Os repasses do programa Bolsa Família referentes ao mês de maio terão início no dia 19 e se estenderão até o dia 30, obedecendo à ordem do último dígito do Número de Identificação Social (NIS) de cada beneficiário.

Os valores são depositados em contas da Caixa Econômica Federal e podem ser movimentados por meio do aplicativo Caixa Tem, que oferece funcionalidades para transações financeiras digitais, como pagamentos, transferências e consultas de saldo.

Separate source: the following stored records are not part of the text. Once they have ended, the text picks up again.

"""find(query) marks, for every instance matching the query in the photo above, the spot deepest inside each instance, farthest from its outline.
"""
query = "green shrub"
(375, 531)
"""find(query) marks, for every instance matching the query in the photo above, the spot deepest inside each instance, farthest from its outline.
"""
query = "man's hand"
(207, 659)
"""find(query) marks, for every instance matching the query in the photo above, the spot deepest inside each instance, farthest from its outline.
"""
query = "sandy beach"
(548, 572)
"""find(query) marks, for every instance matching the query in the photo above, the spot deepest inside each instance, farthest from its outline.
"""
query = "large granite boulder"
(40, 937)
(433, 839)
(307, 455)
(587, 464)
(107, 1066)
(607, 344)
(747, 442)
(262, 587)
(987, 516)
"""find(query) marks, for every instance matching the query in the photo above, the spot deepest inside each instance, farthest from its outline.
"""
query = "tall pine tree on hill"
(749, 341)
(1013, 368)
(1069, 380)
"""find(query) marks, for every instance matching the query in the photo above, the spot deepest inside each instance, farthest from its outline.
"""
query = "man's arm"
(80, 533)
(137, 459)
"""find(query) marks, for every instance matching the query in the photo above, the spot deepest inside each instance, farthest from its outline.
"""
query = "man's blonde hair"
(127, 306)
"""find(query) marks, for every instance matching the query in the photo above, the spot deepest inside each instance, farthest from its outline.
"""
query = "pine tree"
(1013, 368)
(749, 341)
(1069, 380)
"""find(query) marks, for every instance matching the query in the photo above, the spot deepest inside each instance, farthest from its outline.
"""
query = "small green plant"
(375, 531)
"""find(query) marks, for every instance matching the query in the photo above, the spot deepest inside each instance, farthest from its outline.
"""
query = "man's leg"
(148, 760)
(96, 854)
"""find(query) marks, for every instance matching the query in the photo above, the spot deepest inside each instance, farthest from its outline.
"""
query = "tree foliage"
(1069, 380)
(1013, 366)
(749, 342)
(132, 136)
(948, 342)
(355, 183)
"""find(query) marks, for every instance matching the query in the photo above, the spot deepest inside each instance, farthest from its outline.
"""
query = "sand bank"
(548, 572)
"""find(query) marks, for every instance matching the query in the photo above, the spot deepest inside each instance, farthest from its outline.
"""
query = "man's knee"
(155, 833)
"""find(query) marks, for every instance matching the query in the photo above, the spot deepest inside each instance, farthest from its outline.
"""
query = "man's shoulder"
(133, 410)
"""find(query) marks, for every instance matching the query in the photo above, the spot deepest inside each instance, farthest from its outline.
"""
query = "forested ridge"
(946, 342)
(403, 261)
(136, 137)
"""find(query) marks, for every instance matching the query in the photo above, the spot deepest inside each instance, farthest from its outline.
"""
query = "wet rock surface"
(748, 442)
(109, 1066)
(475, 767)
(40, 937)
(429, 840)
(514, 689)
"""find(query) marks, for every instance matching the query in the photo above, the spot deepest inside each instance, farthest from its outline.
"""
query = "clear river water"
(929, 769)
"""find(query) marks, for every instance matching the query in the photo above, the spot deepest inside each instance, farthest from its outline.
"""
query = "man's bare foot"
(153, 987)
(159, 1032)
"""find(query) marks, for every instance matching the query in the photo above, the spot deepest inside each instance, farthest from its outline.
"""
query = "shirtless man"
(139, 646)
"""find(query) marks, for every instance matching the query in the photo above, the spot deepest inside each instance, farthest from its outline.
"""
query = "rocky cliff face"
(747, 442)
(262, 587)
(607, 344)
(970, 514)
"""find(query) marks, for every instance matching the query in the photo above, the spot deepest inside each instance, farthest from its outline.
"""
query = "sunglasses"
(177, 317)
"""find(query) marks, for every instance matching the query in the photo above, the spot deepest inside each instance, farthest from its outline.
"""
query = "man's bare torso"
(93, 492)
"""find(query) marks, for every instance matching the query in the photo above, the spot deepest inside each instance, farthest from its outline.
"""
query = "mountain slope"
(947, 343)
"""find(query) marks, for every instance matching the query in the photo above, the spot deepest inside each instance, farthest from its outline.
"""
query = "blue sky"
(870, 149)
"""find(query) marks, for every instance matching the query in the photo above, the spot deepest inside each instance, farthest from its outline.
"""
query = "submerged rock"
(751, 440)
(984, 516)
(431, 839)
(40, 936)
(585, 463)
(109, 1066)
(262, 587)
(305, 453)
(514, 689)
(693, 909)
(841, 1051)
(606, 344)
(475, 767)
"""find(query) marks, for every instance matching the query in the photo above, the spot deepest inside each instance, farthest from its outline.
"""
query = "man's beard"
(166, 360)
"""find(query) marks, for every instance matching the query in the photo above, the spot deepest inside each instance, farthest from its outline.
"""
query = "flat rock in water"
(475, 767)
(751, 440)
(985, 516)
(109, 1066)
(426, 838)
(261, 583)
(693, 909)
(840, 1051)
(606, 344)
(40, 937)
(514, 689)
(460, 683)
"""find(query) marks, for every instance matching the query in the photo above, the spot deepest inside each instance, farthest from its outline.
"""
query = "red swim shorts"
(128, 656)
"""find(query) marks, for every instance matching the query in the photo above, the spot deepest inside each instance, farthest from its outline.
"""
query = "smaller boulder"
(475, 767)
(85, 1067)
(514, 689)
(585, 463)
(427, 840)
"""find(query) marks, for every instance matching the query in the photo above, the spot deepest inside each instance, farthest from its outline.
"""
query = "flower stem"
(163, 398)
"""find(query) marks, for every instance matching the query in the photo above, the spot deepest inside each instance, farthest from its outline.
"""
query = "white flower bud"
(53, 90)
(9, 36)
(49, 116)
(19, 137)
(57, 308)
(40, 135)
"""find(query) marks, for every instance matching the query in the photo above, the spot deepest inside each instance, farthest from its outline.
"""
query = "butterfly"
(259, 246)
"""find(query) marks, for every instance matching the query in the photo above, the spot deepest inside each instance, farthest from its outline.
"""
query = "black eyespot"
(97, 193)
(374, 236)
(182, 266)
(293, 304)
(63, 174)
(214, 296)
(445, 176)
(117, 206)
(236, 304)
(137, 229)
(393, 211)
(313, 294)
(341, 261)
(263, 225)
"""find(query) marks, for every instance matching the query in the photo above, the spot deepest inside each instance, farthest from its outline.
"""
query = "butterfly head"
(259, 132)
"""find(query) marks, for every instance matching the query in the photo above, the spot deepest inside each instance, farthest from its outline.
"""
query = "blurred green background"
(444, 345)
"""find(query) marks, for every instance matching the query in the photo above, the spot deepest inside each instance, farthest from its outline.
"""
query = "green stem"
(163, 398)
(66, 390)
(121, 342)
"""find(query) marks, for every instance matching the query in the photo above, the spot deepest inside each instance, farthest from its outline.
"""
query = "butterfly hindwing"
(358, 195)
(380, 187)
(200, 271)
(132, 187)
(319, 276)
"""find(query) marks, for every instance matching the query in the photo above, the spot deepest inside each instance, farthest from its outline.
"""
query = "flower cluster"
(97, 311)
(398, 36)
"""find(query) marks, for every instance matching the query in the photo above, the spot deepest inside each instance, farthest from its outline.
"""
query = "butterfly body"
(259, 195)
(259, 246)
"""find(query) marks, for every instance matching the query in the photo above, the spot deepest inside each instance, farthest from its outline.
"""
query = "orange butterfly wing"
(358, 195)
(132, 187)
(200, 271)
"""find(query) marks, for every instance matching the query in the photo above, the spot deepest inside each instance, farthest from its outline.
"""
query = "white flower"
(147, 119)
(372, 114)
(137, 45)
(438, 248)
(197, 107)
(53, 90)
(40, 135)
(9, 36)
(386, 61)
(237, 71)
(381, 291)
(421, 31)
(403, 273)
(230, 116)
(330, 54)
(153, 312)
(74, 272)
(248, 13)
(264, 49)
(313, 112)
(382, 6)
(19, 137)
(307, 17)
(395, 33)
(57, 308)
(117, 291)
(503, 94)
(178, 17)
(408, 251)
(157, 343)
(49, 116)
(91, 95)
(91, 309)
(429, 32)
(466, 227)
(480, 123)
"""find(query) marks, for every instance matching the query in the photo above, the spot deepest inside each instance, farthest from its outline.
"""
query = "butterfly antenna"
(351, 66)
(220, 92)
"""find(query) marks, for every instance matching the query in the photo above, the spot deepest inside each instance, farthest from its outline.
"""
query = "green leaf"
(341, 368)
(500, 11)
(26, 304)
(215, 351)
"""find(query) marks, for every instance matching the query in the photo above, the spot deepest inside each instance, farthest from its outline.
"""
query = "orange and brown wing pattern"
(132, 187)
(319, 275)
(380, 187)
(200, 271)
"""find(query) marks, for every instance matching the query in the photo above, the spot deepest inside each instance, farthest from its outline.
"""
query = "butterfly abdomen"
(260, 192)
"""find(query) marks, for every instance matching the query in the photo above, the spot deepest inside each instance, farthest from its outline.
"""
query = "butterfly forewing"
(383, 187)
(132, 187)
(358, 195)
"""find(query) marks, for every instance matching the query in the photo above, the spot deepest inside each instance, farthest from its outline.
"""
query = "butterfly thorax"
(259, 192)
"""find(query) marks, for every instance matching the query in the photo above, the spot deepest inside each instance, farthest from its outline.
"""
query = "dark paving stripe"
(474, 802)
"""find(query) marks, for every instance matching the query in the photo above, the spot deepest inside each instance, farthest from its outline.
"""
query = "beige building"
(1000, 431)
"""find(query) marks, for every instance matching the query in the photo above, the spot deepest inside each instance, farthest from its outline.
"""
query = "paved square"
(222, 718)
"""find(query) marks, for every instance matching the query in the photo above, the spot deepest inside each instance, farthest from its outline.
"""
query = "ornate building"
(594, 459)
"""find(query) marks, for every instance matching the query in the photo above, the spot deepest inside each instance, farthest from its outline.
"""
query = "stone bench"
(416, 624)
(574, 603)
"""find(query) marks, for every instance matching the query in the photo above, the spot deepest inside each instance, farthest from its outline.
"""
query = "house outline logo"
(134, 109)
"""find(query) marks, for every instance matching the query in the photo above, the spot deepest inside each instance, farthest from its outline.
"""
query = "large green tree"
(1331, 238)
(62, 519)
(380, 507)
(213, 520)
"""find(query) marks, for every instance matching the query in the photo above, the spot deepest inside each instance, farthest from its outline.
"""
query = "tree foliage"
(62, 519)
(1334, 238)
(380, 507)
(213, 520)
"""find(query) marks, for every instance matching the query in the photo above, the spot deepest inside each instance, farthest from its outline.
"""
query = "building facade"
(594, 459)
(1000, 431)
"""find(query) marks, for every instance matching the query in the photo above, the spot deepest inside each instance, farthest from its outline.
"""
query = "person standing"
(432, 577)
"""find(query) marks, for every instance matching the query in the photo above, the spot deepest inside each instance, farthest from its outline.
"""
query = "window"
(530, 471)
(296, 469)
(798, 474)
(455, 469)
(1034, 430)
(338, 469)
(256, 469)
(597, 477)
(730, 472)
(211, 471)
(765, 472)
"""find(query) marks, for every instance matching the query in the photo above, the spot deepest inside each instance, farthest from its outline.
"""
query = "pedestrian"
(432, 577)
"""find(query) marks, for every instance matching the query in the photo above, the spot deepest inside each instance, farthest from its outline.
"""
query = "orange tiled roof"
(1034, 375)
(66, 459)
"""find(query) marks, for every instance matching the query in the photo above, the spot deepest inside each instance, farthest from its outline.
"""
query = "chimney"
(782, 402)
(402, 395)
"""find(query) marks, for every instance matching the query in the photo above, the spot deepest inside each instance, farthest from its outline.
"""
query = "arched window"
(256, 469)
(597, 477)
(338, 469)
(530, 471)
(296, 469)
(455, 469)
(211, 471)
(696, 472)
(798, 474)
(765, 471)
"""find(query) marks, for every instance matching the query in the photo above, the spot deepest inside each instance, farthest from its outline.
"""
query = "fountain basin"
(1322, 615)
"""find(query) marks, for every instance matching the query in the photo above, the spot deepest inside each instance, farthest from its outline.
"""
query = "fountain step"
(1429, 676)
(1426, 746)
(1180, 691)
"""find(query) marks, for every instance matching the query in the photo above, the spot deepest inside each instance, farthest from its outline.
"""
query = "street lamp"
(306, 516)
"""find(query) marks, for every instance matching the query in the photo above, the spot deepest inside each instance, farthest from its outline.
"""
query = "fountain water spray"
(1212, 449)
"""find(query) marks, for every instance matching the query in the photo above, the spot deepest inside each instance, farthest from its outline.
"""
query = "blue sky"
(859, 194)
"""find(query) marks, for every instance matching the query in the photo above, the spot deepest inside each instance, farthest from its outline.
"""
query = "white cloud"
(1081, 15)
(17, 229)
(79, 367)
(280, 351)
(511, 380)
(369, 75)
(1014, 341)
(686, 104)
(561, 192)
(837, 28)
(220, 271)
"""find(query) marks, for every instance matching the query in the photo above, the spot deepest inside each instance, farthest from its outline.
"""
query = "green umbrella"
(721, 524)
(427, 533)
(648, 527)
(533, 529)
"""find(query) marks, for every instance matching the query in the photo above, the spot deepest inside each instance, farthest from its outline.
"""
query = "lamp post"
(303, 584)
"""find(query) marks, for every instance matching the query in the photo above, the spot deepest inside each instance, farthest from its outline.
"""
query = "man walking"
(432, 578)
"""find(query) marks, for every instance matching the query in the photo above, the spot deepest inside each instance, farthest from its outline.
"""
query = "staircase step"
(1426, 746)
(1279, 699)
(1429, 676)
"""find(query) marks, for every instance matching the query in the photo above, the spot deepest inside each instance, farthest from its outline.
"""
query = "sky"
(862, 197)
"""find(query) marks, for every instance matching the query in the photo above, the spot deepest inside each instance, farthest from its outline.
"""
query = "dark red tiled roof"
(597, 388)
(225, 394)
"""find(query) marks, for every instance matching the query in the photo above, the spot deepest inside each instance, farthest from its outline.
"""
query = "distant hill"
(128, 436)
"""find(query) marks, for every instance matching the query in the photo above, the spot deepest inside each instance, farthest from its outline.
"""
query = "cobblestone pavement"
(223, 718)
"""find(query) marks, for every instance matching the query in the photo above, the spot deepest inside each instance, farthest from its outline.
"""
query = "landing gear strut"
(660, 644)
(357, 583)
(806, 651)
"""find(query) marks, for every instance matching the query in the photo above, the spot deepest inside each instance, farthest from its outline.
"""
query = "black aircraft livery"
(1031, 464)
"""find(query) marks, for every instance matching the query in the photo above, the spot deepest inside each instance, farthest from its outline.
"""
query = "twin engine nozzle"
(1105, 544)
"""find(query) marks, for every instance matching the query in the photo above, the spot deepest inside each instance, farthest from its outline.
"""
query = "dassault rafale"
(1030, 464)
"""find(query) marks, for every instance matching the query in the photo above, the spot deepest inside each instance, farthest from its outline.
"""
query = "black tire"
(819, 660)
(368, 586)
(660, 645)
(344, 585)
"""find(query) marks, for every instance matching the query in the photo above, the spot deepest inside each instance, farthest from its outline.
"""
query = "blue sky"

Cronograma de pagamentos de maio:
- 19/05 – NIS final 1
- 20/05 – NIS final 2
- 21/05 – NIS final 3
- 22/05 – NIS final 4
- 23/05 – NIS final 5
- 26/05 – NIS final 6
- 27/05 – NIS final 7
- 28/05 – NIS final 8
- 29/05 – NIS final 9
- 30/05 – NIS final 0
Calendário anual de repasses:
- Maio: 19 a 30
- Junho: 16 a 30
- Julho: 18 a 31
- Agosto: 18 a 29
- Setembro: 17 a 30
- Outubro: 20 a 31
- Novembro: 14 a 28
- Dezembro: 10 a 23
Critérios para participação no Bolsa Família
A elegibilidade ao programa requer que a renda mensal per capita da família não ultrapasse R$ 218, além da obrigatoriedade de inscrição no Cadastro Único para Programas Sociais do Governo Federal (CadÚnico). O registro deve ser efetuado nos órgãos de assistência social de cada município.
O Bolsa Família foi reformulado em março de 2023, assegurando uma quantia mínima de R$ 600 por núcleo familiar, além de benefícios complementares, os quais variam de acordo com a estrutura da família (como presença de crianças, gestantes ou idosos).
Na quinta-feira, 15 de maio, o governo federal anunciou alterações nas normas do programa, voltadas às famílias cuja renda ultrapassa o limite de ingresso. A partir de agora, quem tiver renda entre R$ 218 e R$ 759 por pessoa será enquadrado em três categorias específicas, de acordo com a situação socioeconômica.
Famílias unipessoais
Indivíduos que vivem sozinhos também podem se beneficiar do programa, desde que respeitem o limite de renda de R$ 218 mensais. Para isso, é necessário comparecer a um Centro de Referência de Assistência Social (CRAS), efetuar o cadastro no CadÚnico e comprovar a ausência de compartilhamento de despesas com terceiros.
Além disso, para validar a inscrição, uma entrevista domiciliar será conduzida por um agente da assistência social, que verificará as condições do solicitante.
Mudanças nas regras do programa:
1. Redução no período da Regra de Proteção
Famílias que ultrapassarem o teto de R$ 218 por pessoa atualmente permanecem por até 24 meses no programa, recebendo 50% do valor do benefício. Com as novas diretrizes, esse tempo será reduzido para 12 meses a partir de junho de 2025, permitindo maior rotatividade no acesso ao benefício integral por novas famílias em situação de vulnerabilidade.
2. Novo limite de renda para permanência parcial
Com a atualização, apenas famílias com renda per capita de até R$ 706 poderão continuar recebendo metade do benefício por até 12 meses. Anteriormente, esse teto era de R$ 759. A mudança visa alinhar os critérios brasileiros aos parâmetros internacionais de definição da pobreza.
3. Tratamento diferenciado para rendas contínuas
Famílias cuja renda seja oriunda de aposentadorias, pensões ou do Benefício de Prestação Continuada (BPC) poderão permanecer por até dois meses após excederem o limite de entrada. No caso de famílias com pessoas com deficiência que recebem o BPC, esse período poderá se estender por até 12 meses, considerando a necessidade de revisões regulares dessa condição.
O que permanece inalterado?
1. Restabelecimento do benefício integral
Se, durante o período de transição, a renda familiar voltar a se enquadrar no critério de R$ 218 por pessoa, o valor integral do Bolsa Família será automaticamente restituído, sem necessidade de novo processo de inscrição.
2. Direitos preservados para beneficiários atuais
As famílias que já estiverem sob a Regra de Proteção até junho de 2025 continuarão com direito à permanência de até 24 meses recebendo 50% do valor, conforme as normas anteriores.
3. Retorno garantido ao programa
Famílias que deixarem de receber o benefício devido à melhora na renda, mas que retornarem à condição de vulnerabilidade dentro de 36 meses, terão prioridade no reingresso ao programa, funcionando como uma espécie de rede de proteção contra a instabilidade financeira.